According to the Director of the Samford Opera, Kristin Kenning, the Samford Opera was supposed to perform the musical, “Into the Woods” last semester. However, due to all the restrictions and guidelines of COVID-19, they were not able to.
As a replacement to the musical, the music department decided to restructure its focus into the Sondheim Intensive class.
Within the class, students learn about the musical works of Steven Sondheim. Sondheim not only wrote “Into the Woods,” but according to Kenning, he was the most important musical theatre writer in the 20th century.
The department decided to have a class dedicated to learning all about his works.
“In the class, students watch Sondheim’s musicals and they read some of his books about how he chooses his lyrics and music,” Kenning said. “They are also learning solos, duets and trios from all of his shows.”
On Fridays at 3:30 p.m, students will perform a mini-concert in Boren Courtyard of what they have learned from the class.
One student from the class, senior Blake Mitchell, discussed how he felt about the preparation for these performances.
“It has certainly been a different rehearsal process. With the nature of the course, instead of preparing one larger production, it has been a different experience for us to share the fullness of a character or story in a single number from a show,” Mitchell said. “Even though we are unable to spend as much class time on preparing some numbers, it has helped us learn the practice of self-preparation both musically and dramatically to a greater extent.”
Kenning went on to describe how COVID-19 has changed the world of the arts, especially the music aspect.
“In the arts, especially in music, we are so used to working for an extended period of time and then putting up our work in one show,” Kenning said. “However, because of the pandemic, we have had to rethink our original ways.

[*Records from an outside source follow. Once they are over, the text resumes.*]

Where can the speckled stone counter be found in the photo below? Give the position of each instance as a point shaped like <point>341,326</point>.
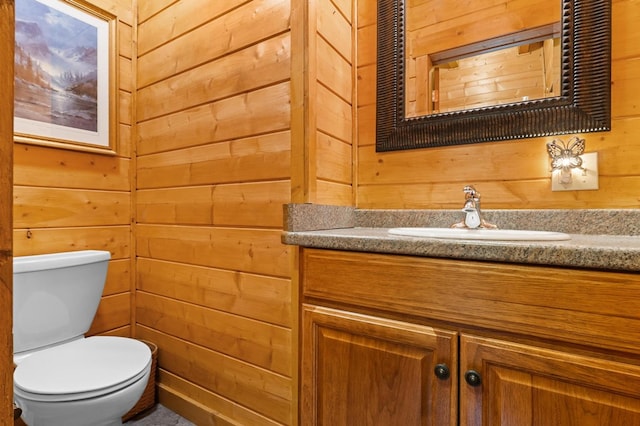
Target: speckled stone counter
<point>600,239</point>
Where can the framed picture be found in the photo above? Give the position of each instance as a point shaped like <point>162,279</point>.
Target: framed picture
<point>65,78</point>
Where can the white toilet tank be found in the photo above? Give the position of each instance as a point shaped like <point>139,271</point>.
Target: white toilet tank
<point>55,296</point>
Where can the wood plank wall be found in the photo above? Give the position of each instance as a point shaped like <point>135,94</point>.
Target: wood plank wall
<point>69,200</point>
<point>213,171</point>
<point>333,95</point>
<point>510,174</point>
<point>7,11</point>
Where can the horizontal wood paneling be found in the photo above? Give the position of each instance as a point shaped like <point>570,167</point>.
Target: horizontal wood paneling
<point>115,239</point>
<point>231,118</point>
<point>248,250</point>
<point>183,397</point>
<point>260,158</point>
<point>114,312</point>
<point>259,390</point>
<point>213,169</point>
<point>245,339</point>
<point>165,27</point>
<point>253,22</point>
<point>70,200</point>
<point>510,174</point>
<point>207,83</point>
<point>253,296</point>
<point>40,207</point>
<point>225,205</point>
<point>331,98</point>
<point>57,168</point>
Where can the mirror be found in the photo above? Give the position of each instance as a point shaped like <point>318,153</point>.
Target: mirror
<point>570,43</point>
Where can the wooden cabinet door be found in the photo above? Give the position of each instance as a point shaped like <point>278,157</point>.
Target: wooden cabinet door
<point>363,370</point>
<point>521,385</point>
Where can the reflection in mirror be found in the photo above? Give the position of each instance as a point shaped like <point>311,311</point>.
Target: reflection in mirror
<point>428,96</point>
<point>441,41</point>
<point>518,67</point>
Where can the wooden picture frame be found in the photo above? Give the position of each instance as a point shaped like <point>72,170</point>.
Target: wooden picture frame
<point>65,75</point>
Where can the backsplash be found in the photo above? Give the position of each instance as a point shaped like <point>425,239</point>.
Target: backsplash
<point>309,217</point>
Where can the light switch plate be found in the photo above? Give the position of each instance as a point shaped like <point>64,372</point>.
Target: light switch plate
<point>584,179</point>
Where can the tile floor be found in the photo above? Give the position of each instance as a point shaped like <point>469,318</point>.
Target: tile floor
<point>159,416</point>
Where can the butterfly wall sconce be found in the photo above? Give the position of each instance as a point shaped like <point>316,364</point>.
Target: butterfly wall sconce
<point>566,157</point>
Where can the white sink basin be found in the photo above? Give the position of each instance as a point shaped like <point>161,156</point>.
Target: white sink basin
<point>481,234</point>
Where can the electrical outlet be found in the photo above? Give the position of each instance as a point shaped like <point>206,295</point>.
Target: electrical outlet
<point>581,179</point>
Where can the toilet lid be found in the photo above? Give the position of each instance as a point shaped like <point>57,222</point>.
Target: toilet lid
<point>94,365</point>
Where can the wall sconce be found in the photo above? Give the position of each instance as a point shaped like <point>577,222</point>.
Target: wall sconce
<point>565,157</point>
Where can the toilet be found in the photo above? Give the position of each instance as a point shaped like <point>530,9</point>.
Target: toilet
<point>62,377</point>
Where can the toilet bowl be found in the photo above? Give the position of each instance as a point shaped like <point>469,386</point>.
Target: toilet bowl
<point>61,377</point>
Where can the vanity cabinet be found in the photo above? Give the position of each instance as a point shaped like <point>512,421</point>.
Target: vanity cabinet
<point>402,340</point>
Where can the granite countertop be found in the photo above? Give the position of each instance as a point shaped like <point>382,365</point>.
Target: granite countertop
<point>367,231</point>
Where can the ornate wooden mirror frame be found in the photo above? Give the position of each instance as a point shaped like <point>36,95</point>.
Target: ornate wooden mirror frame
<point>583,106</point>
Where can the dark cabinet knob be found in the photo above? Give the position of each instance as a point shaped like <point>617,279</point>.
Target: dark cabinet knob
<point>442,371</point>
<point>473,378</point>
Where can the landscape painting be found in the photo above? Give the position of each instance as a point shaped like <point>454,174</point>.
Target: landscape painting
<point>62,74</point>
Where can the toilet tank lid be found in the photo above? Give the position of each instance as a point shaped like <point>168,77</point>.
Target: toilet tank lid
<point>39,262</point>
<point>85,365</point>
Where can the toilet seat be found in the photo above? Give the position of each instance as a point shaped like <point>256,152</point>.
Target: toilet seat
<point>82,369</point>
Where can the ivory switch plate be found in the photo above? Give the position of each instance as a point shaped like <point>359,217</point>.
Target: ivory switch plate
<point>581,180</point>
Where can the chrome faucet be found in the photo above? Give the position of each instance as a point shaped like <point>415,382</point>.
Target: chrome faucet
<point>473,214</point>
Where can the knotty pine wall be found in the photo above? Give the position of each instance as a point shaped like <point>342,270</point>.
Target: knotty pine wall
<point>331,100</point>
<point>213,171</point>
<point>70,200</point>
<point>7,31</point>
<point>511,174</point>
<point>226,96</point>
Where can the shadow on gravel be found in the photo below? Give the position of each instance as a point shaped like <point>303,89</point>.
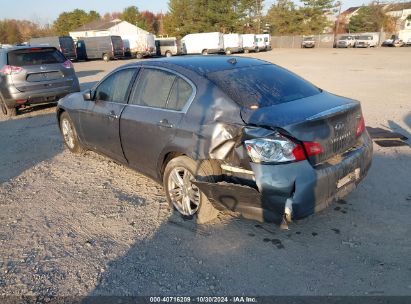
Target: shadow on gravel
<point>344,250</point>
<point>26,142</point>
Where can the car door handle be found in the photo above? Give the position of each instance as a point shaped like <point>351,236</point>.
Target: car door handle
<point>164,123</point>
<point>112,115</point>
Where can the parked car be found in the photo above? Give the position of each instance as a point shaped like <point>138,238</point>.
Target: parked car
<point>365,41</point>
<point>308,42</point>
<point>64,44</point>
<point>249,43</point>
<point>203,43</point>
<point>233,43</point>
<point>30,75</point>
<point>105,47</point>
<point>394,41</point>
<point>346,41</point>
<point>168,47</point>
<point>232,132</point>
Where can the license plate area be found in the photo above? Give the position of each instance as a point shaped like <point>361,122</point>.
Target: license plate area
<point>349,178</point>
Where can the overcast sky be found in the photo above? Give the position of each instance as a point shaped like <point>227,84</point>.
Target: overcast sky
<point>46,11</point>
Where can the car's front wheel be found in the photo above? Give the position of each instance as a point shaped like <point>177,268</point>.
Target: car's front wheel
<point>182,194</point>
<point>69,134</point>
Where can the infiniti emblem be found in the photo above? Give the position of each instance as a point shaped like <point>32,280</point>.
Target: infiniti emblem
<point>339,126</point>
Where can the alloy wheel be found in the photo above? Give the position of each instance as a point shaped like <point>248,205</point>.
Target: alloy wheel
<point>184,195</point>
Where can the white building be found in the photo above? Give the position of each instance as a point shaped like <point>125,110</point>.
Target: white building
<point>105,28</point>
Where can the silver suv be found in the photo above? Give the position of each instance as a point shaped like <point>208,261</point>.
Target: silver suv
<point>30,75</point>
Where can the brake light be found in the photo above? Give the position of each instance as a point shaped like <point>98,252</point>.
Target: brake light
<point>9,70</point>
<point>360,126</point>
<point>68,64</point>
<point>313,148</point>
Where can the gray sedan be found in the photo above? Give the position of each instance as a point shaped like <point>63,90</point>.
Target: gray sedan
<point>224,132</point>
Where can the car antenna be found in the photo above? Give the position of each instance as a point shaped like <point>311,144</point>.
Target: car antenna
<point>232,61</point>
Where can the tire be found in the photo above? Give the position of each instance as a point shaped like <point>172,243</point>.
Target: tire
<point>69,133</point>
<point>176,180</point>
<point>9,112</point>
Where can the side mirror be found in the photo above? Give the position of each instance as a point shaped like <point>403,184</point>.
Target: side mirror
<point>87,95</point>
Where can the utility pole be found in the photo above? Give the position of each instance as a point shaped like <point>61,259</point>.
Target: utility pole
<point>258,14</point>
<point>339,3</point>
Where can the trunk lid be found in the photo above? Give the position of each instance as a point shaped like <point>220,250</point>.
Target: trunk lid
<point>324,118</point>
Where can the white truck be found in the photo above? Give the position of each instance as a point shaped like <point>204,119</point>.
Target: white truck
<point>203,43</point>
<point>249,43</point>
<point>261,45</point>
<point>141,45</point>
<point>233,43</point>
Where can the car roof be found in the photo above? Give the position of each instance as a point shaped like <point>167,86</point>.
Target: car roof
<point>205,64</point>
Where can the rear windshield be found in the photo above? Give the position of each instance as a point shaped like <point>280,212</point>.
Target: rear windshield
<point>35,56</point>
<point>262,86</point>
<point>66,43</point>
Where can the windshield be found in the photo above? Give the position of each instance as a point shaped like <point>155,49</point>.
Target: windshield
<point>35,56</point>
<point>262,86</point>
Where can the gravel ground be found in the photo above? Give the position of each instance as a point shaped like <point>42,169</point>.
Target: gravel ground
<point>84,225</point>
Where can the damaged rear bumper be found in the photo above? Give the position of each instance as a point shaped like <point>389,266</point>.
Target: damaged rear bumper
<point>309,189</point>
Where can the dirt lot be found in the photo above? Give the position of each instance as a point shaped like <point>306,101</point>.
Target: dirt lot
<point>83,225</point>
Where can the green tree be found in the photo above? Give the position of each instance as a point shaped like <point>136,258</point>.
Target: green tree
<point>284,18</point>
<point>132,15</point>
<point>370,18</point>
<point>68,21</point>
<point>315,15</point>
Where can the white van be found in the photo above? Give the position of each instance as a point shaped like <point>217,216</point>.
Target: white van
<point>203,43</point>
<point>233,43</point>
<point>261,45</point>
<point>249,43</point>
<point>141,45</point>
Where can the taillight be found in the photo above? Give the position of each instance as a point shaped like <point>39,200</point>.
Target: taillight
<point>68,64</point>
<point>10,69</point>
<point>313,148</point>
<point>360,126</point>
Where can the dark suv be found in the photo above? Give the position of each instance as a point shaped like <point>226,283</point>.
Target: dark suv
<point>30,75</point>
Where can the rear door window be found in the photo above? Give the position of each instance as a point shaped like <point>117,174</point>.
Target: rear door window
<point>115,87</point>
<point>263,85</point>
<point>35,56</point>
<point>153,88</point>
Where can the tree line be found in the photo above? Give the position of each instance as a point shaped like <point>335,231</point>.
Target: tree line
<point>191,16</point>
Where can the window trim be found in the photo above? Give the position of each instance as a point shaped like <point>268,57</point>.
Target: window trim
<point>129,88</point>
<point>188,102</point>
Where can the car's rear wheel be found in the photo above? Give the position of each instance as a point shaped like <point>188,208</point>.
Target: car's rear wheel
<point>182,194</point>
<point>9,112</point>
<point>69,134</point>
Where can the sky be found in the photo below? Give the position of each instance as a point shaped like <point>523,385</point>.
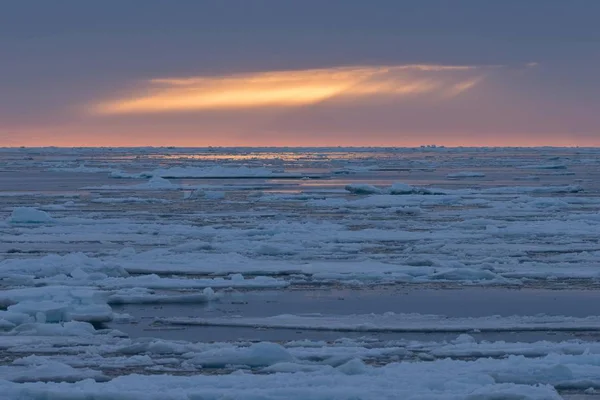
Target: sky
<point>299,73</point>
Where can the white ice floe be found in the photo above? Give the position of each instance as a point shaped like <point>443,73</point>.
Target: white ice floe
<point>29,215</point>
<point>444,379</point>
<point>129,200</point>
<point>215,171</point>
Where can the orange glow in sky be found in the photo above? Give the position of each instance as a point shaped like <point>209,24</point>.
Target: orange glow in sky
<point>288,88</point>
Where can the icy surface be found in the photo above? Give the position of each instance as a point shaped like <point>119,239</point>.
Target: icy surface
<point>172,242</point>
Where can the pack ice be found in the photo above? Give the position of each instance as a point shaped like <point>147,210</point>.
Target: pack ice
<point>321,273</point>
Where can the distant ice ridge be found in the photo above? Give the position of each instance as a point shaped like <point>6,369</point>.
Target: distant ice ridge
<point>81,168</point>
<point>405,189</point>
<point>395,189</point>
<point>393,322</point>
<point>543,166</point>
<point>216,171</point>
<point>465,174</point>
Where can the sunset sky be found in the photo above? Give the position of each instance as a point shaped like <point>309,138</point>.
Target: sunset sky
<point>299,73</point>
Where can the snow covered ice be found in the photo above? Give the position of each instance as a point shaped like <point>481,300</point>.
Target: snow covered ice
<point>338,273</point>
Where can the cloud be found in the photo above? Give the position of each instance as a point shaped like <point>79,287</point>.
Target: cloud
<point>274,89</point>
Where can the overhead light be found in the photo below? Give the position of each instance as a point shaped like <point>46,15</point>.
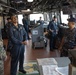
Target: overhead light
<point>30,0</point>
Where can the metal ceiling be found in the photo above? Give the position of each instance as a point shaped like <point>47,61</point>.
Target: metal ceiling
<point>40,5</point>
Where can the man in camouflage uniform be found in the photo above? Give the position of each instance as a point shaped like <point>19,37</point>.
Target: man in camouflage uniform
<point>69,39</point>
<point>2,57</point>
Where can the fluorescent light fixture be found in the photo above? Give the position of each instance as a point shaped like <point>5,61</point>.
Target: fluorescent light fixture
<point>28,10</point>
<point>30,0</point>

So, we have shifted from being product-oriented to a process-oriented view by letting our audience see our process instead of one finished product.”
Mitchell gave his thoughts on how COVID has impacted him as a vocal performance student.
“Simple things like initiating a proper inhalation or producing clarity of diction while singing, prove difficult with a mask, though they are certainly necessary to maintain safe environments. It has certainly been a disappointment to not share works and performances as easily or broadly, but this has proven to still be a time of personal growth.” Mitchell said.
Kenning discussed the benefits of a process-oriented approach for the arts.
“I think that this process-oriented semester that the arts are going through is remarkable,” Kenning said. “Because we can slow down and talk about craft, how we build a character, how you learn a song, and how you learn more about the people who created what you are presenting on stage.”
There is no charge to view these performances, so any member of the Samford community can attend upcoming performances at Boren Courtyard on Fridays at 3:30 p.m.